I don't know what is going on with this link: http://www.silvio-co.com/pigeons/darwin.htm

But, after reading the lengthy article, and the 27 or so foot notes, I think from at least my perspective, that it spells out how man's selective breeding over the last two hundred years, has in fact changed many details in the modern day racing pigeon. If this was not true, then many thousands of fanciers are making no impact what so ever in their selection process. And the quality of one's pigeons would make no difference at all. 

I am not convinced by the "evidence" offered, that this is the case. In fact my own personal experience indicates that "good" race winners, are often related to other "good" winners, which to me indicates that blood lines do play an important role. 

I don't think Brad, that a real elaborate test is necessary. Simply collect some wild feral pigeons at 30 days of age, and enter them into some race events. Then of course, you should define what exactly a "Feral" is, since the dictionary definition, may not work. To be fair, no racing pigeon should appear anywhere in the bird's back ground. As one could then debate that even a great grandson or daughter to a racing pigeon is not a true "Feral" breed.

The fact that we are having such a "discussion" explains to me, why the typical fancier does not progress in their breeding program. To me, this appears to be the most basic genetics 101.


----------



## LostPinesLoft (May 29, 2008)

Dan,
Thanks for posting that link, a tremendous article

VL


----------



## SmithFamilyLoft (Nov 22, 2004)

SmithFamilyLoft said:


> I don't know what is going on with this link: http://www.silvio-co.com/pigeons/darwin.htm
> 
> 
> The fact that we are having such a "discussion" explains to me, why the typical fancier does not progress in their breeding program. To me, this appears to be the most basic genetics 101.
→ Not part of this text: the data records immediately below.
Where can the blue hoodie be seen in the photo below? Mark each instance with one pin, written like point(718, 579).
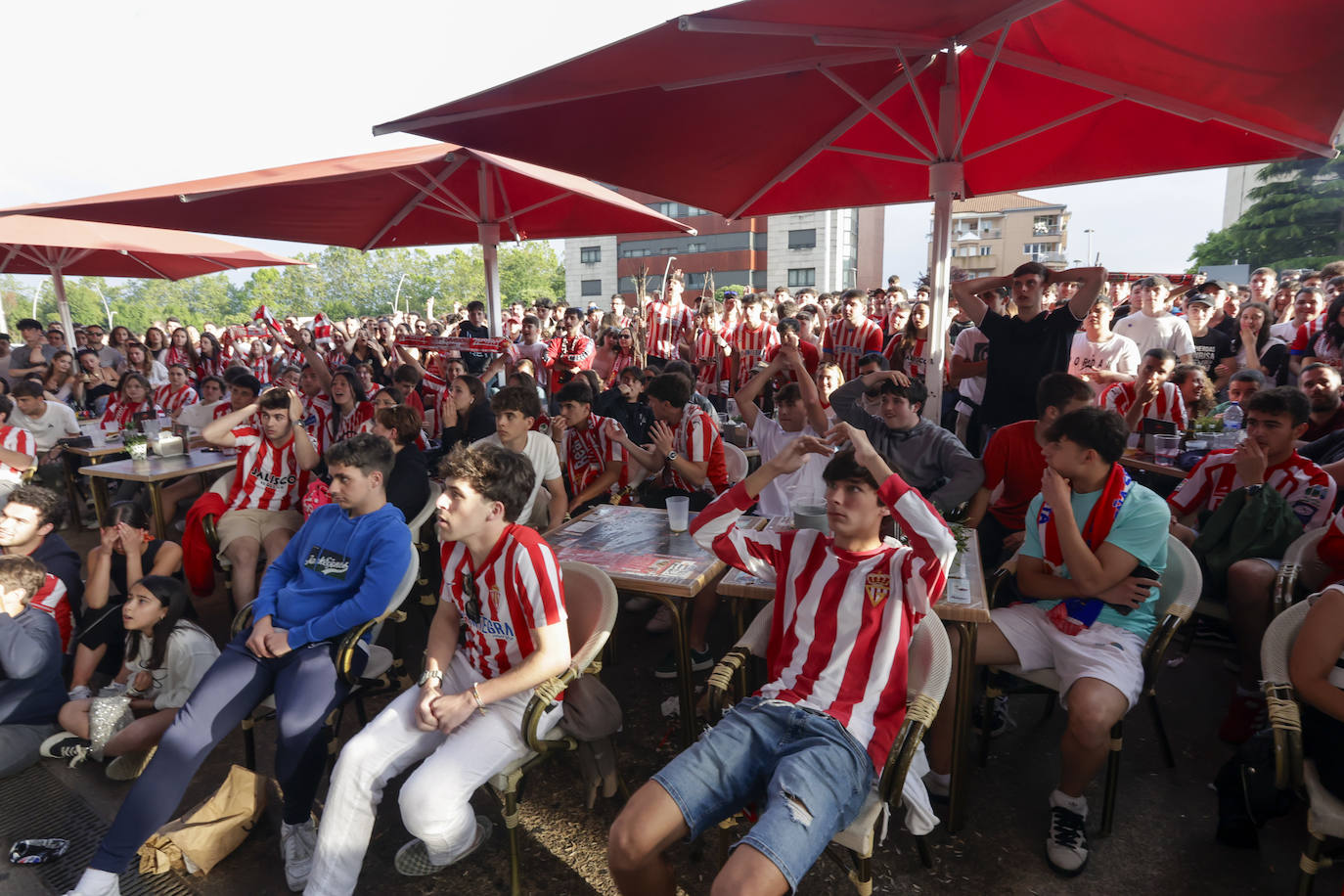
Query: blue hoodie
point(335, 574)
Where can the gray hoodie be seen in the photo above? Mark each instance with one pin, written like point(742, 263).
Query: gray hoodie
point(926, 456)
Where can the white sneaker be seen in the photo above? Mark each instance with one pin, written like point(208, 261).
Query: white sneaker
point(295, 846)
point(660, 622)
point(96, 882)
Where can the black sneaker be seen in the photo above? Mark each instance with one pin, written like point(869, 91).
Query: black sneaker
point(1066, 846)
point(999, 719)
point(65, 745)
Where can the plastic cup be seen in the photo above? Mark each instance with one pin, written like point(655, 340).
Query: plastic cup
point(1165, 448)
point(679, 514)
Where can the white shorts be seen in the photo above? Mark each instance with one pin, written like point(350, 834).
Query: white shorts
point(1102, 651)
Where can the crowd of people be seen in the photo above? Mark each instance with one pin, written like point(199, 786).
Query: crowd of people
point(337, 426)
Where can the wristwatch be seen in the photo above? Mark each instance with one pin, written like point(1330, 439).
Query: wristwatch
point(430, 675)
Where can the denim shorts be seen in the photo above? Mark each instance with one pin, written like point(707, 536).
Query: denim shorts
point(807, 776)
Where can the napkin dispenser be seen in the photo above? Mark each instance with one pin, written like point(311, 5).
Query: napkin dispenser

I want to take this back.....

No, I think Brad did raise a very valid point, and I should give him credit for that, even if he managed to push a few of my buttons...

What exactly is a "Racing Pigeon" ? If there was a good solid description, so that we could compare some apples to apples, and pears to pears kind of things. If we have a good solid foundation of what the "Standard" is, then we could indeed have an interesting and perhaps academic discussion. I'm sorry I took his orginal post, so personally.


----------



## jojo67 (Jul 14, 2007)

I agree with brad on this, not that i am an expert , but would like to add he view that a good precentage of the feral flocks is lossed racing pigeons, a lot of them bred from fanciers so called champs, for some reason or another can't get home, so who then is can say if you took birds from the feral flocks bred them over a number of years to get that bird that would also become a champion racer, 
I think as brad says if the birds had the same treatment as the ones in or lofts over a number of years we would have as good of birds to race,


----------



## LostPinesLoft (May 29, 2008)

JoJo,
I kindly disagree, I am not sure what a "good percentage" is but from what limited experience I have, I have seen very few banded pigeons(stated as an estimated percentage) in the wild flocks, I would assume the outstanding awols would have been banded.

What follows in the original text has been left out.